The Department of Justice objected to FTX hiring the firm claiming a conflict of interest in the proceedings.
Sam Bankman-Fried further posted objections, claiming that law firm staff pressured him into declaring bankruptcy in November 2022.
However, Sullivan & Cromwell received a vote of confidence when in Late January, a Delaware Court ruled they could continue to work on the case.
FTX Saga Legal Bill Stacks Up
Other legal firms were able to scoop smaller mouthfuls out of the pot.
Quinn Emmanuel Urquhart & Sullivan billed $1.4m as the Special Counsel responsible for asset analysis and recovery, alongside avoidance actions.
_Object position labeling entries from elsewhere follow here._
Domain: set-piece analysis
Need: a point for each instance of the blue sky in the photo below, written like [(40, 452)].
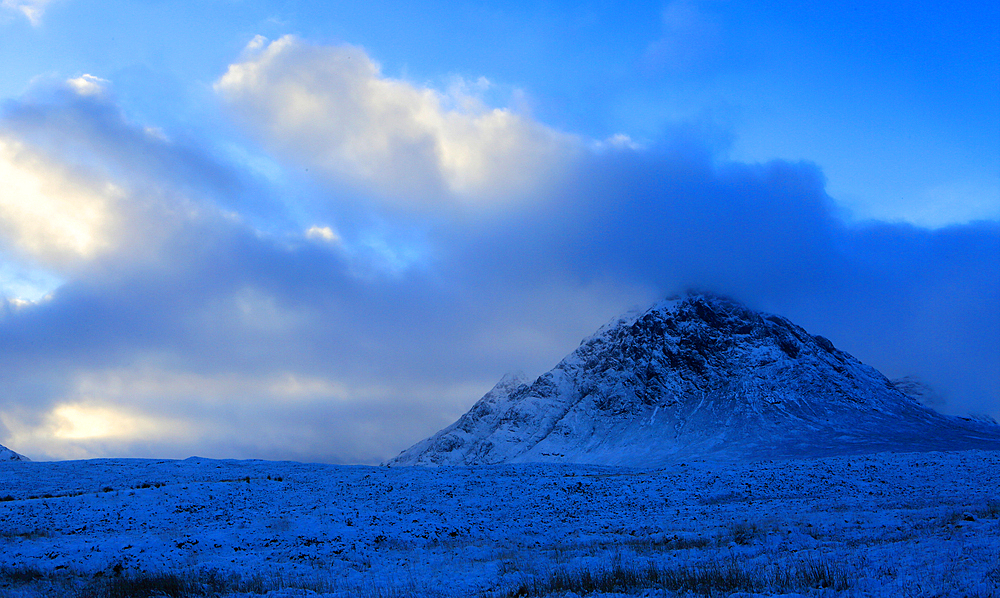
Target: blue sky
[(335, 225)]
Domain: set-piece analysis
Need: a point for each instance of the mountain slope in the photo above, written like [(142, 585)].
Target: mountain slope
[(698, 376), (8, 455)]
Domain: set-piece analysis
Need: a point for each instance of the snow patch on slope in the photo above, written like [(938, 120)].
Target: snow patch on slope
[(696, 376)]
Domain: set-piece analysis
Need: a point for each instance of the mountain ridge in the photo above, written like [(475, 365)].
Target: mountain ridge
[(695, 376), (8, 455)]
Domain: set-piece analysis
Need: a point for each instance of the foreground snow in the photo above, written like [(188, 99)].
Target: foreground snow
[(917, 524)]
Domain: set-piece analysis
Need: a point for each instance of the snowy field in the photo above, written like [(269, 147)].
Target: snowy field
[(917, 524)]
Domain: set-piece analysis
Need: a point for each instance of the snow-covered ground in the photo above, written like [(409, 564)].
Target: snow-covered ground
[(909, 524)]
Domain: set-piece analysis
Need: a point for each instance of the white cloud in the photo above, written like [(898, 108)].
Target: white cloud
[(32, 9), (331, 108), (690, 39), (88, 85), (322, 233), (51, 213)]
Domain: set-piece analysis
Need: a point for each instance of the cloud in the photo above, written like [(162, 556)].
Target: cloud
[(331, 109), (51, 213), (88, 85), (251, 327), (691, 39), (32, 9)]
Meanwhile, Landis Rath & Cobb came away from January with the smallest take, charging only $663,995 for handling hearings, litigation, and asset disposition.
All in all, legal expenses accounted for just shy of $19m (around 50%).
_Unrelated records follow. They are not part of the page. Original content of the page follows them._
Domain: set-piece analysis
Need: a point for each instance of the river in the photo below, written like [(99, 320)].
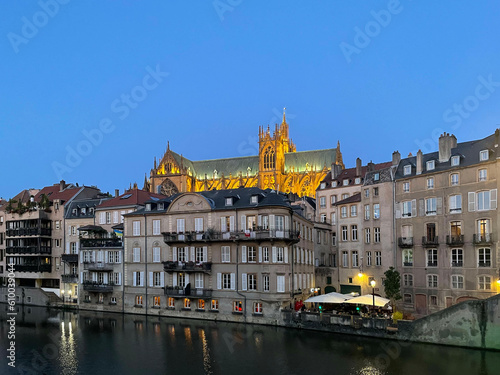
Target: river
[(49, 341)]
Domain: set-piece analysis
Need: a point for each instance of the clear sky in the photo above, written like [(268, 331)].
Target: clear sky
[(92, 90)]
Financial Services Take Second Stage
On the financial side, industry services firm Alvarez & Marsal submitted the largest charge, billing $12.3m for a combined 5,644 hours working on avoidance action, financial analysis, and accounting.
This was followed by AlixPartners, a firm retained on the case to conduct forensic analysis on DeFi products and tokens. They billed $2.1m for 2,454 hours of work.
Finally, investment bank Perella Weinberg Partners continued to charge their monthly fee of $450,000.
Responsible for devising a restructuring strategy, so far, the firm has focused on the sale of LedgerX and FTX to create liquidity for creditors.
Alvarez and Marsal Comprise 68% of FTX Expenses Costs
Collectively the firms billed an additional $325,000 in expenses with almost $20,000 spent on food in January alone.
Alvarez and Marsal were among the biggest spenders and they’re rising to become one of the most expensive components of the case. Representing 68% of the expenses costs for the case, this firm spent $12,347 on meals in January alone.
Overall, Alvarez and Marsal also charged the highest hourly rate of any firm.
As the costs continue to stack up, creditors remain at a loss, and as is all too often in bankruptcy proceedings, the real winners are the representatives, at least for the time being.